Race condition on ERC20 approval

[code423n4]

Handle

WatchPug

Vulnerability details

https://github.com/code-423n4/2021-12-yetifinance/blob/5f5bf61209b722ba568623d8446111b1ea5cb61c/packages/contracts/contracts/YUSDToken.sol#L253-L259

function _approve(address owner, address spender, uint256 amount) internal {
    assert(owner != address(0));
    assert(spender != address(0));

    _allowances[owner][spender] = amount;
    emit Approval(owner, spender, amount);
}

https://github.com/code-423n4/2021-12-yetifinance/blob/5f5bf61209b722ba568623d8446111b1ea5cb61c/packages/contracts/contracts/YETI/YETIToken.sol#L206-L209

function _approve(address owner, address spender, uint256 amount) internal {
    _allowances[owner][spender] = amount;
    emit Approval(owner, spender, amount);
}

https://github.com/code-423n4/2021-12-yetifinance/blob/5f5bf61209b722ba568623d8446111b1ea5cb61c/packages/contracts/contracts/YETI/sYETIToken.sol#L133-L137

    function approve(address spender, uint256 amount) public override returns (bool) {
        allowance[msg.sender][spender] = amount;
        emit Approval(msg.sender, spender, amount);
        return true;
    }

Using approve() to manage allowances opens yourself and users of the token up to frontrunning.

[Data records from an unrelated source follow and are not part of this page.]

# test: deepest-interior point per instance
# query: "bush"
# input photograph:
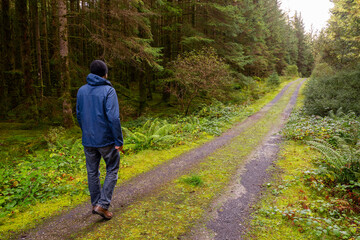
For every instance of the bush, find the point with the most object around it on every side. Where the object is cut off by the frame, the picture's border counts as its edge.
(322, 70)
(303, 127)
(341, 164)
(291, 71)
(327, 93)
(199, 74)
(273, 80)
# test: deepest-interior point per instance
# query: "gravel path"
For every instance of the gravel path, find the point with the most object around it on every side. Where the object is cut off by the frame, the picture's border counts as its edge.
(80, 218)
(227, 218)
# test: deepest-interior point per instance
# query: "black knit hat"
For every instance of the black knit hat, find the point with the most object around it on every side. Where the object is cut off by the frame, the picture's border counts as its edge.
(99, 68)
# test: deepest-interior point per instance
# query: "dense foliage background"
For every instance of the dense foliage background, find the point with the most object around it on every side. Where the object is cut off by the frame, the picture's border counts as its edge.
(47, 47)
(335, 82)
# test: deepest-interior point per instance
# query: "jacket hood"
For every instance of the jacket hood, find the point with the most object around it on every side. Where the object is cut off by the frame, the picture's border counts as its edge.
(95, 80)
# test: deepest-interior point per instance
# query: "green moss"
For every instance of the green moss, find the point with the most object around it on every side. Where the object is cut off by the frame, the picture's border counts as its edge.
(132, 166)
(170, 213)
(287, 191)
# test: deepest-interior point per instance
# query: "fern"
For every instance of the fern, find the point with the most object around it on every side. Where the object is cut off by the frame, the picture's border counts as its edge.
(343, 163)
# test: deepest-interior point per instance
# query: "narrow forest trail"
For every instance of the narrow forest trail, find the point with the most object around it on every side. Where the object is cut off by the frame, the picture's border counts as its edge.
(234, 153)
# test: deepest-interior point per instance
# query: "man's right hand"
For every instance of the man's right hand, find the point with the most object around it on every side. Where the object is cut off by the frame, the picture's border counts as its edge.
(120, 149)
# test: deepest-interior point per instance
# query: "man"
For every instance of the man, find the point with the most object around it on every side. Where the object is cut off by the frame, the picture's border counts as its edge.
(97, 111)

Best practice, but doesn't usually matter.

Explanation of this possible attack vector

See also: 0xProject/0x-monorepo#850

A potential fix includes preventing a call to approve if all the previous tokens are not spent through adding a check that the allowed balance is 0:

require(allowed[msg.sender][_spender] == 0).

[kingyetifinance]

Duplicate #19

[alcueca]

Taking as main

[alcueca]

While this attack theoretically can lead to loss of funds, it has never been observed in the wild despite innumerable opportunities for it to happen. Downgrading it to non-critical, and might start marking it as invalid in future contests.